7 thoughts on “Ideas for Book Covers”

  1. Since on Amazon you have only a thumbnail to get the reader to ‘look’ harder, simple and bold to stand out and not be a bit of mush – but not so much that you stab them in the eyes with it (hard to read with stabbed eyes …)

    • She also mentions what I was going to comment on:

      look at what’s selling right now, and model your book’s packaging so that it will look like it fits in alongside your competition.

      The cover is not where you need to worry about being different or original. Again, you don’t want to dilute the message of your cover. Stand out by having an absolutely fantastic cover and blurb, not by contravening the vital cues that will best communicate to your audience that they need this book in their lives.

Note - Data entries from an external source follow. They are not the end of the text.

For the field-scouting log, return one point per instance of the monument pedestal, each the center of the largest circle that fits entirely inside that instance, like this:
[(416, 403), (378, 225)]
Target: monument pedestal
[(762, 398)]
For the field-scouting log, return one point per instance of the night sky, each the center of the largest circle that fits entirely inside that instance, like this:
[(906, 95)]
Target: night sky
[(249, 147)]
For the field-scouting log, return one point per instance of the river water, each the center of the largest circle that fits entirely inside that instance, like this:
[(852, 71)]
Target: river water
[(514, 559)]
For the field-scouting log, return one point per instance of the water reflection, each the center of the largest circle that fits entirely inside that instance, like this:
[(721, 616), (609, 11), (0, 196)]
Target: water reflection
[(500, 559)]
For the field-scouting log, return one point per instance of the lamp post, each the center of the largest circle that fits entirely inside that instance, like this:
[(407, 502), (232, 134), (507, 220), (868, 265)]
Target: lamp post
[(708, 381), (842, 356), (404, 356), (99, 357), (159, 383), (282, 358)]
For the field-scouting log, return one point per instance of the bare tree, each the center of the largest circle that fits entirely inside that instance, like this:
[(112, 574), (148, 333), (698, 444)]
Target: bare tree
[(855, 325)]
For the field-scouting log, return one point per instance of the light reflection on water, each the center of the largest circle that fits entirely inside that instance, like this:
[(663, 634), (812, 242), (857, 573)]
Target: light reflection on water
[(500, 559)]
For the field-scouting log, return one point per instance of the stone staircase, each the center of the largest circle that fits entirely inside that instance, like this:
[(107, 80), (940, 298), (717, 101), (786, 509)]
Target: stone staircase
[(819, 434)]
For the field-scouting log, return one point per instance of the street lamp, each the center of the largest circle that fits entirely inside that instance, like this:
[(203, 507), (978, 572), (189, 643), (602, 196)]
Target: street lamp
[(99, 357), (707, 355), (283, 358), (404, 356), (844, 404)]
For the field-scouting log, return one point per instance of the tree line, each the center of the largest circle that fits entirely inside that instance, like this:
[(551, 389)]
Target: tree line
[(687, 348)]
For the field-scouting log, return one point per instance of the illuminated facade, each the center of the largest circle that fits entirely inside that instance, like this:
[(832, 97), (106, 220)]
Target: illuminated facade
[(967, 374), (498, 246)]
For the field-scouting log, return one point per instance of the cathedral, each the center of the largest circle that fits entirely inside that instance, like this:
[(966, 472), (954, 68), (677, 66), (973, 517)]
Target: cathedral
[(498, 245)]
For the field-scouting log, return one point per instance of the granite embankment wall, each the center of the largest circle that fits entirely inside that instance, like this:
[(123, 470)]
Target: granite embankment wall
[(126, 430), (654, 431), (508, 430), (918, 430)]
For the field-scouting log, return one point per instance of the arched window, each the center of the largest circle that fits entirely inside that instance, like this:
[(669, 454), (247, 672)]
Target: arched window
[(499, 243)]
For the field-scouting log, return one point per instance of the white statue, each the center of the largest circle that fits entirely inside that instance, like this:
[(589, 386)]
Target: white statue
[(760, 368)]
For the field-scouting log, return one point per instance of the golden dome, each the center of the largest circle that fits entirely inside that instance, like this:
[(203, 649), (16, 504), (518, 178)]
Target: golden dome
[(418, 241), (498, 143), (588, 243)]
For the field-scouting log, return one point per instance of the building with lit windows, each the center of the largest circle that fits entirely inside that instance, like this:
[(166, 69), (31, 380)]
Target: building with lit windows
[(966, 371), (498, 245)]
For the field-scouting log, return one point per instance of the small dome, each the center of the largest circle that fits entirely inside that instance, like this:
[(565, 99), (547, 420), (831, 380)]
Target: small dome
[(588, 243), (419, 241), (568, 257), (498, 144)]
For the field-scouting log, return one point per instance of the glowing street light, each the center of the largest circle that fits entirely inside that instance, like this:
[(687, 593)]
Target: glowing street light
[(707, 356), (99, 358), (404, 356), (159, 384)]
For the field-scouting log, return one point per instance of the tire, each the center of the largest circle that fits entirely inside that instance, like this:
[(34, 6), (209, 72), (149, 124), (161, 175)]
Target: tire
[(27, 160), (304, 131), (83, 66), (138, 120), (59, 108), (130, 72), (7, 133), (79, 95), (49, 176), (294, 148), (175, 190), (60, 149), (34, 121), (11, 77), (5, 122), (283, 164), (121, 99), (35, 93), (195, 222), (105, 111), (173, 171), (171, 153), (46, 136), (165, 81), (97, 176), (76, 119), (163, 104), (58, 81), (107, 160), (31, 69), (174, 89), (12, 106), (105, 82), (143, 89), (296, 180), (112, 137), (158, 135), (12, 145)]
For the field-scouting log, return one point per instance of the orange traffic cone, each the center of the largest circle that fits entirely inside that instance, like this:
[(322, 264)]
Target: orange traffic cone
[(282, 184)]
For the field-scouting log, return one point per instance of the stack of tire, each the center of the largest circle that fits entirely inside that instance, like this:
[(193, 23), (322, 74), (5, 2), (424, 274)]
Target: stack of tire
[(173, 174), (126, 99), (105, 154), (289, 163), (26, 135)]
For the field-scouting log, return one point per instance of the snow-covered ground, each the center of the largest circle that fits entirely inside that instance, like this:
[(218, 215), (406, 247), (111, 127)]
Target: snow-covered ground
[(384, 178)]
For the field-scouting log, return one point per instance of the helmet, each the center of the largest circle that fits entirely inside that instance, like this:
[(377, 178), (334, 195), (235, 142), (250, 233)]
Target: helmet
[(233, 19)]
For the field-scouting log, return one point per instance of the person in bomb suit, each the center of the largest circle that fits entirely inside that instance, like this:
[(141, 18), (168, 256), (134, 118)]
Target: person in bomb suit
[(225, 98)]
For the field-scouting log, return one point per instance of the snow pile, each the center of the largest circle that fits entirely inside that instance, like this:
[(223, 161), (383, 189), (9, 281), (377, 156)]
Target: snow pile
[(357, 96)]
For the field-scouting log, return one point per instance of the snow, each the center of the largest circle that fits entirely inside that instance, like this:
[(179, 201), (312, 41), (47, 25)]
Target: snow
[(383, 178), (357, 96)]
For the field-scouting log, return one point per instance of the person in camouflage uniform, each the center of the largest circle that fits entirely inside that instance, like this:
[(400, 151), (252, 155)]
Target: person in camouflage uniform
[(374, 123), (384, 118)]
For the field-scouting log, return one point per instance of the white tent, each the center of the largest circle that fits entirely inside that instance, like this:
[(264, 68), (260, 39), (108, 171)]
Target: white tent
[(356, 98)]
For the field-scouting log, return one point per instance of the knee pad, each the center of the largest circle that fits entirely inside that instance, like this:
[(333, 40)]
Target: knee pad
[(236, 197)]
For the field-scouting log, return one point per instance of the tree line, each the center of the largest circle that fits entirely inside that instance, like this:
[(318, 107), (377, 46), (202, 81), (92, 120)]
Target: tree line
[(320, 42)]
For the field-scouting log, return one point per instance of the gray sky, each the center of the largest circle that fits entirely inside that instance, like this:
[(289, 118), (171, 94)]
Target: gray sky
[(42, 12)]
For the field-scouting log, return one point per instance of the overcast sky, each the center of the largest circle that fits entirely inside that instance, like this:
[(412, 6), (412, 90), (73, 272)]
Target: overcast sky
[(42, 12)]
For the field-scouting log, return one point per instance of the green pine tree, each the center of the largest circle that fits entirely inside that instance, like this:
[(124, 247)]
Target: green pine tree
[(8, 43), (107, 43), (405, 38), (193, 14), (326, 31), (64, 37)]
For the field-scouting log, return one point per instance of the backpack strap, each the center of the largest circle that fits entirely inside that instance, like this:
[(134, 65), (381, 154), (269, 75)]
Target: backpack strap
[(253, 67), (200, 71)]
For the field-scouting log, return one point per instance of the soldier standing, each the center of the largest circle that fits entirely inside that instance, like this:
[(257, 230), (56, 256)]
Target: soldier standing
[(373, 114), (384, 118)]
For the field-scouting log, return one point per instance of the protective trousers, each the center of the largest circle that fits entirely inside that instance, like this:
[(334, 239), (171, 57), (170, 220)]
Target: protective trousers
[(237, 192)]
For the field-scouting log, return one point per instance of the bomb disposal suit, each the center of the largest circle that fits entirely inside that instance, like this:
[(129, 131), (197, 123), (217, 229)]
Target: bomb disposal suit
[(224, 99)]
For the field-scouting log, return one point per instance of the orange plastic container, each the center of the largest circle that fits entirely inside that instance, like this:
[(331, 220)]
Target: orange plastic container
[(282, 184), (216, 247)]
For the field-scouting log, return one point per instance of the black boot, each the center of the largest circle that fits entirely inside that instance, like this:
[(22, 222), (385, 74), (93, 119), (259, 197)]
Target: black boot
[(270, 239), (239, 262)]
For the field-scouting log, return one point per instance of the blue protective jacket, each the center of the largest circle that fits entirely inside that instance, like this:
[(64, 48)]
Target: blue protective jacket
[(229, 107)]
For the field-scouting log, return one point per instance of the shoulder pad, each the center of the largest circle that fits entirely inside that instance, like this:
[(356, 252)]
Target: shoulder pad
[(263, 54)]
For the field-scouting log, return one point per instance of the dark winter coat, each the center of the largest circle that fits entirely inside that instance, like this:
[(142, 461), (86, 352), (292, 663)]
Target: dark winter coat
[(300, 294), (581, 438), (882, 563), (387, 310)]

      Covers are the same as popular fiction; readers want “the same, but different.”

      So while your artistic examples might be striking and beautiful, PG, I’m not sure they’d sell the books.

  2. Covers have several jobs.

    The first, and most important, is to signal genre (in the target country — conventions vary by country).

    After that, quality, design, and originality count.

    Then there’s the question of legibility of title/author at thumbnail size, and adequate brightness at thumbnail size.

    When you look at a bestsellers page for any genre, it’s always startling how many covers are illegible or pedestrian.

    • Good points, Karen.

      I also think designing covers for Amazon is not the same as designing covers for Barnes & Noble.

    • So true, Karen. A lot of folks new to self publishing don’t have any idea about covers. They either do a bad one their self, or hire someone to do a bad one for them. Part of learning this giant of a business is learning about covers, what the market expects, what catches the eye, in a good way.

      I struggle with it myself, but I hope I’m achieving the spirit of the rule while giving something a bit different. It’s been a years-long process, both in the design and software learning curve areas.